An Image Of What’s To Come
Simulation software mimics plant processes as the operator would see them on the job, as gridded displays resembling flowcharts. But imagining the future of computer simulation can take the mind in a thousand digitally painted directions. As the ability to display controls in more detailed and intuitive ways expands, simulators will have to keep up to continue delivering a realistic training experience.

Both EnviroSim and Hydromantis are working on programs that will keep simulation software in line with how most of us are beginning to engage with technology: on the go.

“We see simulation training becoming more and more mobile,” Bye said. “Simulators could move to the cloud as many other software solutions have done. This could allow wastewater professionals to access the knowledge repository encapsulated in simulators as they walk around the plant, not just when they are sitting behind a computer in an office.”

Exploring the outer limits of mainstream technology, equipment provider Ovivo developed a virtual reality app that can take customers directly into the product.

“This is one of the requests we had from some of the customers: to be able to understand the mechanics and the issues to fix the equipment, or to modify, or to improve it, how to operate it better,” Elena Bailey, Ovivo’s business development director for North America, told Water Online during WEFTEC 2015. “To train their new people who are coming into utilities, this is one of the ways we thought to demonstrate the equipment in operation.”

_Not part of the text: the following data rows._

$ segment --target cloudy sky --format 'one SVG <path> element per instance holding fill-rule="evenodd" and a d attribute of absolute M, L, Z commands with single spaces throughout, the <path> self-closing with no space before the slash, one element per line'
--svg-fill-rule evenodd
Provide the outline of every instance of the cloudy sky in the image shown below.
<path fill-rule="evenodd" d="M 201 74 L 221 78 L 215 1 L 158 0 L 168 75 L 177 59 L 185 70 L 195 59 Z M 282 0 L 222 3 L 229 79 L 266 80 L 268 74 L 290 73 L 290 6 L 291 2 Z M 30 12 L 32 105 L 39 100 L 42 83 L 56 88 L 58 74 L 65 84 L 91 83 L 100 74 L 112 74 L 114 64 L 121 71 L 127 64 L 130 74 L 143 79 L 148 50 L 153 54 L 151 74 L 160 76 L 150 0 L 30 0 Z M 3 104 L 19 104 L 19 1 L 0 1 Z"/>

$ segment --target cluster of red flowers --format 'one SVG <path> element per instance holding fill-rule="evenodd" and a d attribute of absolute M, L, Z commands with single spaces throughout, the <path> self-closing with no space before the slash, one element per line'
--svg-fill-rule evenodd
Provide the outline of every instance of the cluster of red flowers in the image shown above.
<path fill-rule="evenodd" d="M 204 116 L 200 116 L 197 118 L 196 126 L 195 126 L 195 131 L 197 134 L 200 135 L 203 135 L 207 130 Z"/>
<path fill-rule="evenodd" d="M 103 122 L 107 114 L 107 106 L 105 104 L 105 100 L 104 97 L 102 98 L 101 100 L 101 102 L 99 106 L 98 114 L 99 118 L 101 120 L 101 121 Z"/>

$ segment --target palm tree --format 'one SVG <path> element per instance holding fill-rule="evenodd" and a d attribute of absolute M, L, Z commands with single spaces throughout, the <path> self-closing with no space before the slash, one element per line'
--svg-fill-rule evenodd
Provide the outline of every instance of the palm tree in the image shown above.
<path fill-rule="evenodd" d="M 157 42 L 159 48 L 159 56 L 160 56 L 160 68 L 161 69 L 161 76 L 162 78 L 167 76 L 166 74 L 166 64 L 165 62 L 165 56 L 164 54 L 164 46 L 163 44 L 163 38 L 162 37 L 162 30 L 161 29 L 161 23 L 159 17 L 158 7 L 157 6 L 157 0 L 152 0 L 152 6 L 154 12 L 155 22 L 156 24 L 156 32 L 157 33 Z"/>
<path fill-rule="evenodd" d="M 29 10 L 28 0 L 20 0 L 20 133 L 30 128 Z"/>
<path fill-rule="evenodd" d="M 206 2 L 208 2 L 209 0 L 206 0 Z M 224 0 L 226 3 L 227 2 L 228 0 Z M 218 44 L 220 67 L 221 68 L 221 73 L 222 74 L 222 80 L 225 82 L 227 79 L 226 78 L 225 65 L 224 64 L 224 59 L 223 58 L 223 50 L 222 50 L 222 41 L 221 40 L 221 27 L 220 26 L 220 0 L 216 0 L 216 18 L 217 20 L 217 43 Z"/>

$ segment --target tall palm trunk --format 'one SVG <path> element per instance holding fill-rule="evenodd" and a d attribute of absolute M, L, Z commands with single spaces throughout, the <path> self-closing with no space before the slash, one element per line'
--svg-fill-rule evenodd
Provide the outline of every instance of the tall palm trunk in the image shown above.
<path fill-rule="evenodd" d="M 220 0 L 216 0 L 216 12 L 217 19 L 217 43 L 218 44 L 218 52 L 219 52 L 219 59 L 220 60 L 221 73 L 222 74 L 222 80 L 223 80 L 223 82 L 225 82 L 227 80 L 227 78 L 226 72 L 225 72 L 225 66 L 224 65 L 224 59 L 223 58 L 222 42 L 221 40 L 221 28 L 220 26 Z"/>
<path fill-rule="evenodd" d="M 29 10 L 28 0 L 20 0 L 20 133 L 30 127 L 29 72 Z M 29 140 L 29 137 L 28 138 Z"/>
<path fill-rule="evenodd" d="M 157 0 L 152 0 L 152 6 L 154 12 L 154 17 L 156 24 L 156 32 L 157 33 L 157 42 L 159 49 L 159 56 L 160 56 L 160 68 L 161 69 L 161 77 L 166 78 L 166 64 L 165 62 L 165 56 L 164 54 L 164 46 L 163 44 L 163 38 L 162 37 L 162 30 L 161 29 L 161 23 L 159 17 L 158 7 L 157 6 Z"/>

At this point, the app is little more than an exciting way to explore 3D models of Ovivo equipment, without much to offer in terms of lessons for operating it. But it does set the table for possibilities at the intersection of digital advancement and simulation training.

Some may argue that certain aspects of plant operation can’t be passed down through simulation and that offline pieces of knowledge will inevitably be lost as the current generation of workers retires. Simulation software is capable of becoming as wide and varied as any plant process, training new workers on the tasks that take place on a computer and, maybe one day, beyond. With so much on the digital horizon still unknown and still possible, fear of brain drain might just be a lack of imagination.